質問主意書

第180回国会(常会)

答弁書


答弁書第一五四号

内閣参質一八〇第一五四号
  平成二十四年六月二十九日
内閣総理大臣 野田 佳彦   


       参議院議長 平田 健二 殿

参議院議員秋野公造君提出地球深部探査船「ちきゅう」号を用いたメタンハイドレート採掘試験に関する質問に対し、別紙答弁書を送付する。

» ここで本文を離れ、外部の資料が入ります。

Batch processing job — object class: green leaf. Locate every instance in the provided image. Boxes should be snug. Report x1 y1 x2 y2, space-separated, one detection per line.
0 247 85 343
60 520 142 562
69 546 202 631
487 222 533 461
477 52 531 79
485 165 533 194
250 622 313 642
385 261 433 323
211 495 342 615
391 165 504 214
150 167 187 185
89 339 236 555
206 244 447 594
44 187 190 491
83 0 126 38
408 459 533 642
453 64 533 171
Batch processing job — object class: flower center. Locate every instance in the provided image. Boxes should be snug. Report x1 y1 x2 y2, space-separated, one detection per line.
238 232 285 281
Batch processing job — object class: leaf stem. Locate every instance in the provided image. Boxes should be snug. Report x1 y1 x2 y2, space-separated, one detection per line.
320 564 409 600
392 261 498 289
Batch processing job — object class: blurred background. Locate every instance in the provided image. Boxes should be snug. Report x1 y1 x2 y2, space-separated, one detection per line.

   参議院議員秋野公造君提出地球深部探査船「ちきゅう」号を用いたメタンハイドレート採掘試験に関する質問に対する答弁書

一及び二について

 メタンハイドレートからメタンガスを効率的に分離して回収する方法については、これまでの陸上における産出試験の結果等から、いわゆる減圧法が有効であると考えているが、減圧法が海洋においても有効かどうかを確認するため、平成二十四年度にいわゆる東部南海トラフ海域において減圧法による産出試験を行うこととしているところであり、当該産出試験においては、減圧法以外の方法を用いることは想定していない。

三について

 御提案の技術が有効であるか否かは不明であるが、メタンハイドレートからメタンガスを効率的に分離して回収するためには、減圧法と減圧法以外の方法を組み合わせる必要があると考えており、メタンハイドレートに二酸化炭素を圧入し、二酸化炭素とメタンガスを置換する技術等についても研究開発を進めている。

四について

 メタンハイドレートの商業化を実現するためには、産学官の連携の下、技術的な課題を一つ一つ解決していくことが必要であると考えており、「海洋基本計画」(平成二十年三月十八日閣議決定)及びこれに基づき経済産業省が平成二十一年三月二十四日に策定した海洋エネルギー・鉱物資源開発計画に基づき、引き続き、産学官の連携の下、平成三十年度をめどにメタンハイドレートの商業化の実現に向けた技術を整備することを目指して研究開発を進めてまいりたい。

五について

 現在のところ、お尋ねの地球深部探査船を新たに建造する予定はない。また、御指摘の「日本再生重点化措置」による予算配分の重点化等の検討を行う予算編成に関する政府・与党会議において、「海洋探査船舶は、効率的な事業実施の観点から、既存船舶を改造」すべきとの評価が示されたところであり、これを踏まえ、平成二十四年度予算においては、お尋ねの海洋資源調査研究船の建造費を計上していない。

六について

 お尋ねの「資源大国」の意味するところが必ずしも明らかではないが、メタンハイドレートについては、我が国周辺海域において相当の量が賦存していることが見込まれており、その商業化は、国際情勢に影響されない安定したエネルギー供給源として、エネルギー自給率の向上に寄与することから、我が国のエネルギーの安定供給にとって重要であるとともに、産油国等に対する我が国の交渉力の向上に資すると考えている。